Two implementation methods of BFS for finding the shortest path, which one is the obvious winner?-CodePudding

There are two ways of implementing BFS to find the shortest path between two nodes. The first is by using a list of lists to represent the queue of paths. Another is to maintain a mapping from each node to its parent, and when inspecting the adjacent node, record its parent, finally do backtrace according to the parent mapping to find the path. (See this post for more details. https://stackoverflow.com/a/8922151/13886907. Thanks for qiao's answers and codes to that question!)

Copied them here: First way:

def bfs(graph, start, end):
    # maintain a queue of paths
    queue = []
    # push the first path into the queue
    queue.append([start])
    while queue:
        # get the first path from the queue
        path = queue.pop(0)
        # get the last node from the path
        node = path[-1]
        # path found
        if node == end:
            return path
        # enumerate all adjacent nodes, construct a 
        # new path and push it into the queue
        for adjacent in graph.get(node, []):
            new_path = list(path)
            new_path.append(adjacent)
            queue.append(new_path)

print(bfs(graph, 'A', 'F'))

Second way:

def backtrace(parent, start, end):
    path = [end]
    while path[-1] != start:
        path.append(parent[path[-1]])
    path.reverse()
    return path
        

def bfs(graph, start, end):
    parent = {}
    queue = []
    queue.append(start)
    while queue:
        node = queue.pop(0)
        if node == end:
            return backtrace(parent, start, end)
        for adjacent in graph.get(node, []):
            if node not in queue :
                parent[adjacent] = node # <<<<< record its parent 
                queue.append(adjacent)

print(bfs(graph, 'A', 'F'))

and the graph (directed graph)

graph = {'A': ['C', 'D', 'B'],
        'B': ['C', 'E'],
        'C': ['E'],
        'D': ['F'],
        'E': ['F']}

We can see that the second way can save the memory cost since the queue does not need to store the paths, and the space complexity for both the queue and parent map is O(V), where V is the number of vertices.

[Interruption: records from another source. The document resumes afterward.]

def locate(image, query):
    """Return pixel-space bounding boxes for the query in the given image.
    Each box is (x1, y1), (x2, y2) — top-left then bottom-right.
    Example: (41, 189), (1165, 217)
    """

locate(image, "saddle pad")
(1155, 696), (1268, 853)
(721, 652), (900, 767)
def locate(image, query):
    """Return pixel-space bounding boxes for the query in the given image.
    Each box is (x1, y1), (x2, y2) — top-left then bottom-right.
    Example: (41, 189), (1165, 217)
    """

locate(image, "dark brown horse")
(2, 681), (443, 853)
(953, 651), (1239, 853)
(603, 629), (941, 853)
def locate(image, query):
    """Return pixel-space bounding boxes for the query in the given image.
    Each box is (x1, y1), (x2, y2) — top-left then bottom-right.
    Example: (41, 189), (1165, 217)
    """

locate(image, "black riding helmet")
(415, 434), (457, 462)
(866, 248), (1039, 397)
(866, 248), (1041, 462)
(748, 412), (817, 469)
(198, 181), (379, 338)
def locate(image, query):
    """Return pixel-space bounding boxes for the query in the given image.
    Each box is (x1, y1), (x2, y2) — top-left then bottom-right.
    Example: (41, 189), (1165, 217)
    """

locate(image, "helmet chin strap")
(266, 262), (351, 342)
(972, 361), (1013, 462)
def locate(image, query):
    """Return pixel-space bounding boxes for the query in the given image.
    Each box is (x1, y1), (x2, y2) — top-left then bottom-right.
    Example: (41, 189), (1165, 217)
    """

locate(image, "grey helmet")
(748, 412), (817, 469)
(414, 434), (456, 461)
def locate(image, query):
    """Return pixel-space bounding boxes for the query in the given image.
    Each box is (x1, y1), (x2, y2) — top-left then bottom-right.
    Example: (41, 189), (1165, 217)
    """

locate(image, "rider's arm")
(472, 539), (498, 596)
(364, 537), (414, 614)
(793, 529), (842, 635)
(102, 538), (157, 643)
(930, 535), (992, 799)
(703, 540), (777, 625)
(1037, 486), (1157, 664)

And also, the final backtrace process costs at most extra O(V) time.

So, does the second way is superior in all aspects to the first way in finding the shortest or all paths between two nodes in a directed graph? Can we think of the second as an optimization of the basic version of BFS (first way)?

CodePudding user response：

The second version is superior. This is because the memory allocation also costs time. Namely this line:

new_path = list(path)

...has a time complexity of O(k) in terms of the length of path. Even in the best case, where the graph is actually just a single path from source to target node, the first code will spend O(1) O(2) O(3) ... O(n) on the executions of this list(path) call, which is O(n²). The second version will be O(n) in this "happy path" case. Things only get worse when the branching factor in the graph becomes greater.

Remark on your code

Both code snippets have issues:

The first version does not have protection against running in loops. You should add a visited-marker so that the same node is not visited twice
The second version seems to have such protection, but it is not good enough. It checks whether the next node is already in the queue. But if even it is not, it could have previously been, and also in that case, it should not be revisited. We can use parent to know whether the node was already visited.

So here are the corrected snippets:

def bfs_1(graph, start, end):
    queue = []
    visited = set()
    queue.append([start])
    visited.add(start)
    while queue:
        path = queue.pop(0)
        node = path[-1]
        if node == end:
            return path
        for adjacent in graph.get(node, []):
            if adjacent not in visited:
                visited.add(adjacent)
                new_path = list(path)
                new_path.append(adjacent)
                queue.append(new_path)

And

def backtrace(parent, start, end):
    path = [end]
    while path[-1] != start:
        path.append(parent[path[-1]])
    path.reverse()
    return path
        

def bfs_2(graph, start, end):
    parent = {}
    queue = []
    queue.append(start)
    parent[start] = None
    while queue:
        node = queue.pop(0)
        if node == end:
            return backtrace(parent, start, end)
        for adjacent in graph.get(node, []):
            if adjacent not in parent:
                parent[adjacent] = node # <<<<< record its parent 
                queue.append(adjacent)

Comparison

I used the following testing code to test the above algorithms:

import random
from timeit import timeit

def create_graph(size):
    graph = {}
    nodes = list(range(size))
    for i in nodes:
        graph[i] = set(random.choices(nodes, k=3))
        if i in graph[i]:
            graph[i].remove(i)
        graph[i] = list(graph[i])
    return graph


graph = create_graph(40000)
print("version 1")
print(bfs_1(graph, 1, 2))
print("time used", timeit(lambda: bfs_1(graph, 1, 2), number=10))
print()
print("version 2")
print(bfs_2(graph, 1, 2))
print("time used", timeit(lambda: bfs_2(graph, 1, 2), number=10))

See it run on repl.it

The generated graph has 100 000 nodes, with a branching factor of approximately 2. The edges are random. Most of the time the second algorithm is faster than the first. This difference becomes more explicit when the solution path is longer.